One point certainly needs explanation: what is democracy, or what was it in the mid-nineteenth century? At one point, Cochrane refers to the ‘democratic inclination’ of Wentworth’s early life – in contrast with his later hauteur. And yet when Wentworth made his first considered statement on the colonial Constitution, as far back as 1819, he said that the right to vote ought to be restricted to substantial householders. Was that democratic? Sometimes, in Cochrane’s writing, ‘democratic’ seems to mean populist rather than anything strictly constitutional. Such vagueness, and the lack of anything about women and the vote, narrows the usefulness of his imaginative and scholarly efforts. Would ‘powerful narrative’ about the origins of Australian democracy be hemmed in if readers were given the chance to think about the subject in a precise and critical way? Is intelligence so much at risk from the workings of imagination?

Except in the most skilful hands, large stories about the past need to be propped up with cliché. Too much novelty is exhausting. Hence Cochrane’s tendency to avoid the work of newer historians in the field. Since World War II, the leading authorities on this area have been Michael Roe and John Hirst. Roe’s book, Quest for Authority in Eastern Australia 1835–1851, published as long ago as 1965, Cochrane justifiably calls ‘the finest work on this period in colonial history’. But its larger and more difficult insights, its exploration of the idea of moral progress and its sense of the future as open-ended do not register in his work. Hirst, as I say, is a very important source of ideas. And yet in Cochrane’s text, especially towards the end, Hirst’s idea of the Britishness of Australian politics is submerged by older stereotypes.
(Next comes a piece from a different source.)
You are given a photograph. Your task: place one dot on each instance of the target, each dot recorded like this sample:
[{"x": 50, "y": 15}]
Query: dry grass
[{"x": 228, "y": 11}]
The narrative echoes with caricatures and categories from an earlier age of Australian scholarship. Most obviously, the old contest between Anglophile snobs and forward-looking, genuine Australians is played out once again. In an important book such as this, it is sad to find the best discoveries of the last two generations of scholarship so much ignored.

The book’s main justification lies in the strength of its storyline. But if a powerful narrative is such an all-consuming virtue, why not write fiction? Kate Grenville, in The Secret River (2005), has shown what might be done by interweaving historical fact with pure imagination. There is indeed, a certain amount of pure imagination in Colonial Ambition. Note, for instance, Cochrane’s account of James Macarthur and the squatters in the 1850s: ‘He [Macarthur] would never say it now, but in their language and swagger they reminded him of the young Wentworth.’ This and many similar passages (all of them brief and inconsequential) are mere fantasy. They are reminiscent of Manning Clark’s fictionalising, but Cochrane does not manage that deep engagement with the quality of humanity which (some might say) justifies Clark’s imaginative excesses.

Indeed, Melbourne University Press seems to apologise for the overwhelmingly factual content of the book – ‘Colonial Ambition moves like a fast-paced novel’. If the market wants fiction, give it fiction. If it wants scholarship (and perhaps it doesn’t), scholars have to be brave enough to flaunt the eccentricities of their trade. Cochrane, like MUP, seems to want the best of both worlds, but with all his literary strengths he falls a little awkwardly between the two.